Industry experts predict housing market maintains strength into 2022

Industry experts predict housing market maintains strength into 2022

Local real estate professionals are solidly in agreement that the home-buying frenzy in the past two to three years will continue, albeit at a slowing pace, throughout 2022. The pandemic’s obvious side effects coupled with low mortgage rates and office workers moving from in-office to remote work have created a perfect storm for the housing market. One cannot help failing not to mention, the flight to Florida for less burdensome restrictions on living standards and pandemic safety measures.

“I don’t think 2022 will be when we see it slow down much,” said realtor Neil Bridgers, office manager for Watson Realty Corp’s San Jose office. “All economic indicators point to a continuation of a hot real estate market across the nation.
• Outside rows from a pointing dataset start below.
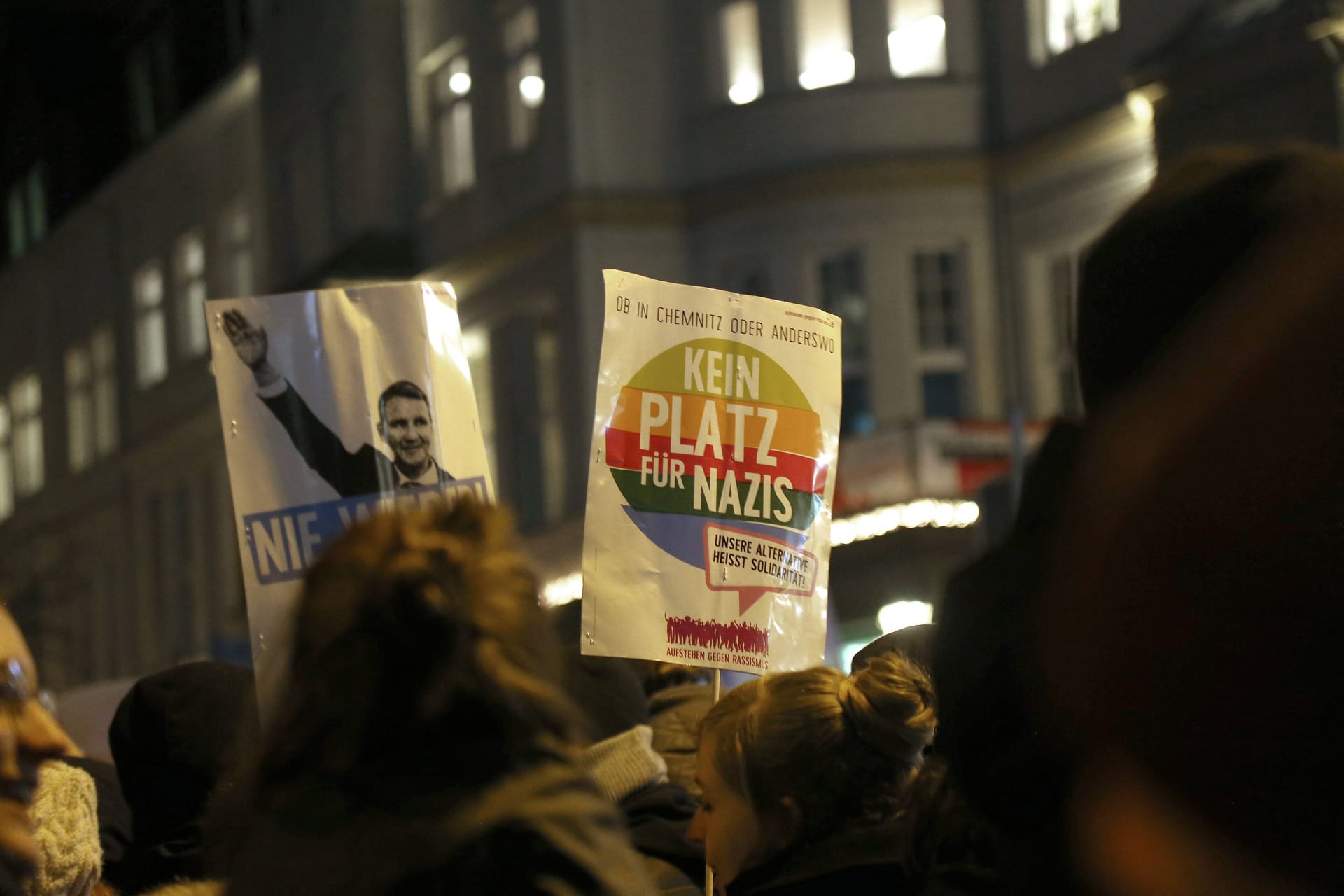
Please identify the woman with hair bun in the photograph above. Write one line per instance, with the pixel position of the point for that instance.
(804, 778)
(422, 746)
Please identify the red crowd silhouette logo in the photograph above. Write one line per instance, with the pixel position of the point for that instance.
(739, 637)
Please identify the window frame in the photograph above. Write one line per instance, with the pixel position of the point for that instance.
(808, 59)
(81, 441)
(150, 320)
(941, 356)
(1041, 22)
(730, 57)
(522, 55)
(192, 333)
(939, 61)
(30, 466)
(447, 105)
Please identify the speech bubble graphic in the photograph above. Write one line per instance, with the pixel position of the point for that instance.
(756, 564)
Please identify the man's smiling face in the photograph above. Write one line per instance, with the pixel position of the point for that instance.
(406, 426)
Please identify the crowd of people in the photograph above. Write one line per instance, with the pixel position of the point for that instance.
(1130, 695)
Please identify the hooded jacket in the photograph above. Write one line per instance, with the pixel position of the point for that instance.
(675, 716)
(545, 830)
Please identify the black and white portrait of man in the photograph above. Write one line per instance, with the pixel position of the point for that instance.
(403, 414)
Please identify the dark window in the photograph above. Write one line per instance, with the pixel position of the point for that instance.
(941, 396)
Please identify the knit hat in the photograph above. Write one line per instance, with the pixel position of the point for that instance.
(176, 739)
(913, 643)
(65, 820)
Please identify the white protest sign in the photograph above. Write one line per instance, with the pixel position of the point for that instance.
(336, 405)
(707, 538)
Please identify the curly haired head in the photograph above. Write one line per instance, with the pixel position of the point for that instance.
(839, 747)
(419, 634)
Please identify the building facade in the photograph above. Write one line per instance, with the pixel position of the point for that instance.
(929, 169)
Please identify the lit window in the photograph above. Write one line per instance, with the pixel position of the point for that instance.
(477, 344)
(825, 43)
(451, 88)
(238, 248)
(188, 272)
(940, 312)
(151, 336)
(80, 426)
(739, 26)
(843, 295)
(1059, 24)
(552, 422)
(918, 39)
(1063, 301)
(939, 300)
(29, 464)
(18, 222)
(102, 349)
(524, 85)
(6, 464)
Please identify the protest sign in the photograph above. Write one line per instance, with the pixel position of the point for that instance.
(336, 405)
(707, 538)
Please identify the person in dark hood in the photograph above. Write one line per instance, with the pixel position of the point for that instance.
(622, 760)
(29, 736)
(806, 778)
(176, 739)
(1193, 628)
(422, 743)
(952, 846)
(1142, 284)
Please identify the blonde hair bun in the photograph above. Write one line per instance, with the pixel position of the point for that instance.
(890, 704)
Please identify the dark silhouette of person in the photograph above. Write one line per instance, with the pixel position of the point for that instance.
(402, 413)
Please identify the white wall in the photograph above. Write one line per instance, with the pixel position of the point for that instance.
(790, 239)
(1059, 203)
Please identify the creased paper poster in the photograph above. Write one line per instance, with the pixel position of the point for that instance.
(707, 538)
(336, 403)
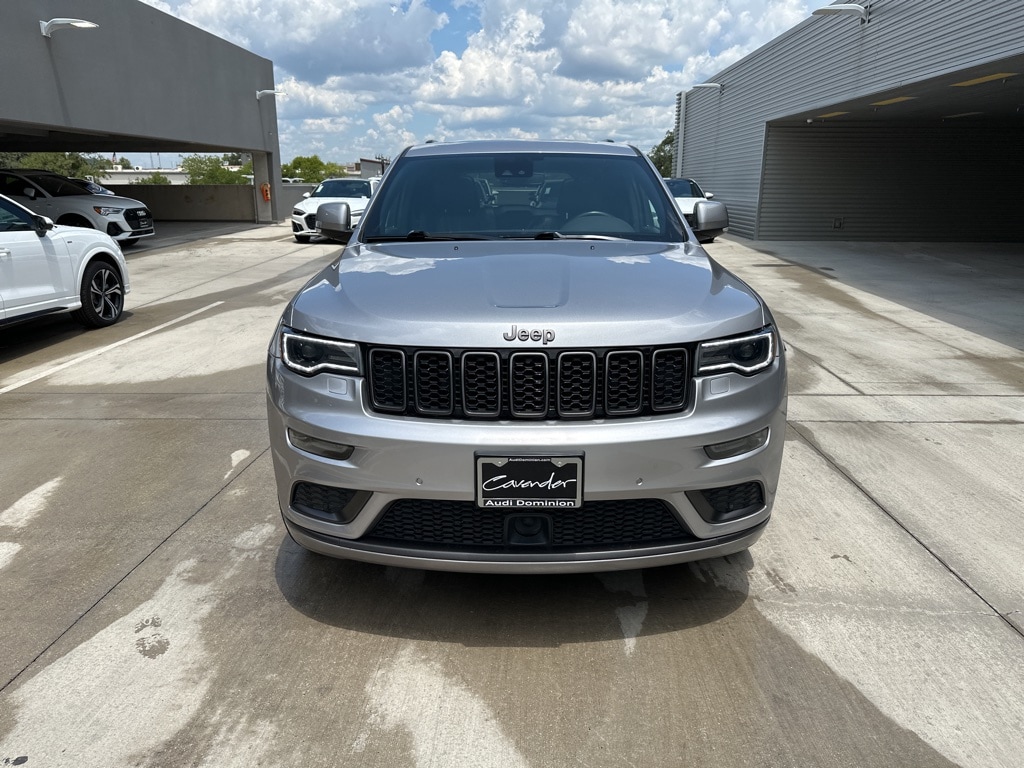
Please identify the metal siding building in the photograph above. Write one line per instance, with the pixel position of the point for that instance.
(907, 125)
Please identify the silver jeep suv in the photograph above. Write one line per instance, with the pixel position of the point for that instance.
(523, 361)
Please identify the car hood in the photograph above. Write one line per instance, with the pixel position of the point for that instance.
(471, 294)
(309, 205)
(107, 201)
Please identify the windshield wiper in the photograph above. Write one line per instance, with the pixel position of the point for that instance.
(559, 236)
(419, 236)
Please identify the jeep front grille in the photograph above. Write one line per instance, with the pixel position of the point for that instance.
(528, 384)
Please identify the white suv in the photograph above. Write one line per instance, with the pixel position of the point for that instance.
(68, 202)
(353, 192)
(46, 268)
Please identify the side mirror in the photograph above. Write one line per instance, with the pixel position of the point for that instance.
(43, 224)
(334, 220)
(712, 217)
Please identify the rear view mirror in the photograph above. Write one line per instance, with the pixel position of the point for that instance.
(334, 220)
(711, 216)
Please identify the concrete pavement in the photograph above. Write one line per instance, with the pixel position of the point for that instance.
(156, 613)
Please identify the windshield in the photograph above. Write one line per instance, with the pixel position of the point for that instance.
(522, 195)
(342, 187)
(57, 186)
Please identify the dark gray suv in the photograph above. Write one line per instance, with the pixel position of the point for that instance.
(523, 361)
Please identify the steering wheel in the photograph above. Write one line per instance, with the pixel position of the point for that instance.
(589, 220)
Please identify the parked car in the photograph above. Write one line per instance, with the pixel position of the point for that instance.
(576, 387)
(47, 267)
(91, 186)
(687, 194)
(67, 202)
(354, 192)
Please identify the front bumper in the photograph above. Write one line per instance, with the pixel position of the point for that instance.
(305, 224)
(419, 468)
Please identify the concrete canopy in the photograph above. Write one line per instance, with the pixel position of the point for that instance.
(139, 81)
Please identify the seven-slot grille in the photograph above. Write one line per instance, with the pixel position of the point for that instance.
(528, 384)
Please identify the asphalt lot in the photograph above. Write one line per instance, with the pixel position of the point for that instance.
(155, 613)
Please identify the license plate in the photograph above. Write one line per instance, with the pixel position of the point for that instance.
(528, 481)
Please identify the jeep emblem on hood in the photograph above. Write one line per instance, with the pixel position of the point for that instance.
(544, 335)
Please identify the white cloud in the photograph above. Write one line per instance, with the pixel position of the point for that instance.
(370, 77)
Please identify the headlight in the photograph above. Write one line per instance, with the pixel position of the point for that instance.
(309, 354)
(744, 354)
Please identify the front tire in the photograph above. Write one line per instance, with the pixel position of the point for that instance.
(102, 296)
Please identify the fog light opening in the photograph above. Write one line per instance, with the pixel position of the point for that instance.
(740, 445)
(326, 449)
(527, 530)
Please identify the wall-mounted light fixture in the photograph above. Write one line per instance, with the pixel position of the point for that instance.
(849, 8)
(46, 28)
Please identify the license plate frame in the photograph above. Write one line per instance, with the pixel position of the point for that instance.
(524, 481)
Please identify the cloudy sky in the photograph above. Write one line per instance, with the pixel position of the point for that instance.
(370, 77)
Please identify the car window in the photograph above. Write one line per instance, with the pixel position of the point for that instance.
(12, 185)
(342, 188)
(13, 219)
(683, 187)
(518, 195)
(56, 186)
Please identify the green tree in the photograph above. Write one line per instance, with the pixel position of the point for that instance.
(312, 170)
(153, 178)
(10, 159)
(65, 163)
(660, 156)
(206, 169)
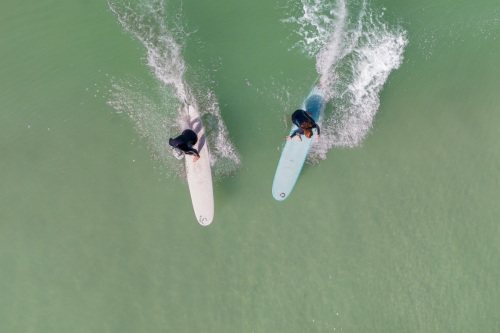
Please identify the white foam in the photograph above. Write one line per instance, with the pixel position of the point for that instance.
(355, 52)
(157, 113)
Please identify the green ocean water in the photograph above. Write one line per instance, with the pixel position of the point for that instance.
(392, 227)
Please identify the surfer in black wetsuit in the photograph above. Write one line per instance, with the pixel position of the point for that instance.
(185, 142)
(305, 124)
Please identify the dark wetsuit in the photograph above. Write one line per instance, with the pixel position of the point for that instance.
(300, 116)
(185, 142)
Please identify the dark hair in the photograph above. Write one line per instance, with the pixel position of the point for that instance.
(307, 126)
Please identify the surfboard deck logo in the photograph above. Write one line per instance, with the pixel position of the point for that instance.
(295, 152)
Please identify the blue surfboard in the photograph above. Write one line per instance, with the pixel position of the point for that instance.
(295, 152)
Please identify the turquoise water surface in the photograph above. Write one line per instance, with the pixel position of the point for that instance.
(393, 225)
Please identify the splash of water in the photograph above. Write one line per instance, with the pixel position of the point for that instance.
(157, 111)
(355, 52)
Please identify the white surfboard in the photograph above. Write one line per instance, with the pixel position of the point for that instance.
(295, 152)
(199, 173)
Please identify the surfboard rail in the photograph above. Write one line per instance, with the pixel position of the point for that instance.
(199, 173)
(295, 152)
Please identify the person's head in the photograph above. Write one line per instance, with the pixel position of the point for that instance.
(307, 126)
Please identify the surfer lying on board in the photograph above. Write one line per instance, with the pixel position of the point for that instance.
(305, 124)
(185, 143)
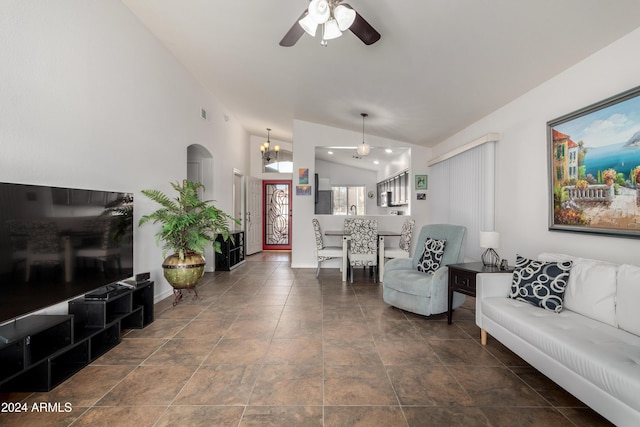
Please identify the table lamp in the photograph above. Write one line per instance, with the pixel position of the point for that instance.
(490, 240)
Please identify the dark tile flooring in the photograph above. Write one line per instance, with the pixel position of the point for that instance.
(270, 345)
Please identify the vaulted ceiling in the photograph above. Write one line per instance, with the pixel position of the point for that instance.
(439, 66)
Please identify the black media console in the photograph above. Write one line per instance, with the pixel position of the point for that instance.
(38, 352)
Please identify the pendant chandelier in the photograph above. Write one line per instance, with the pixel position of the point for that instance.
(267, 154)
(363, 149)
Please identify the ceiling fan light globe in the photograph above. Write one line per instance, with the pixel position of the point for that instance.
(344, 16)
(309, 25)
(363, 149)
(331, 30)
(319, 11)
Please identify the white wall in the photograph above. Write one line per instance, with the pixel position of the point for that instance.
(307, 136)
(91, 99)
(522, 200)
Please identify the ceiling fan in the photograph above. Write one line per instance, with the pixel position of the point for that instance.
(334, 17)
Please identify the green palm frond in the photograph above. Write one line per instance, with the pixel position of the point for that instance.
(188, 224)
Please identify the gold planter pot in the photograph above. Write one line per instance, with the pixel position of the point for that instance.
(183, 273)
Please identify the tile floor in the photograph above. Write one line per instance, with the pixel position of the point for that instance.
(270, 345)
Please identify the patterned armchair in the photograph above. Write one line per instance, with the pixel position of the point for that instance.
(323, 252)
(420, 284)
(402, 251)
(363, 246)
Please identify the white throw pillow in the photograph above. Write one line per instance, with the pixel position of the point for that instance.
(592, 290)
(628, 314)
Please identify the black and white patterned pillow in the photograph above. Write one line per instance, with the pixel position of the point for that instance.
(432, 255)
(540, 283)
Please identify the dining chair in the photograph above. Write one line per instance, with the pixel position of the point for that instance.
(363, 247)
(323, 252)
(348, 225)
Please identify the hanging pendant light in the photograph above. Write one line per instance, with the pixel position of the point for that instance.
(363, 149)
(267, 154)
Rent also continues to climb, so this is only going to spur more people to get off the fence and start looking for options to buy a home.”

“Housing price increases will probably be in the 1% to 5% range compared to a 25% increase last year,” said Janie Boyd, realtor, broker/owner of Janie Boyd & Associates Real Estate Services. “Mortgage lenders were very careful about making ‘good’ loans, and many buyers paid a lot upfront to get an offer accepted and there were a lot of cash sales.”

Ted Miller, managing broker for Miller & Company Real Estate in Ortega said, “We expect interest rates to tick up a little bit, but when you add that into the mix of low inventory and high demand, it won’t slow us down much in the coming year. This year will be consistent with 2021, with tight inventory and high demand.”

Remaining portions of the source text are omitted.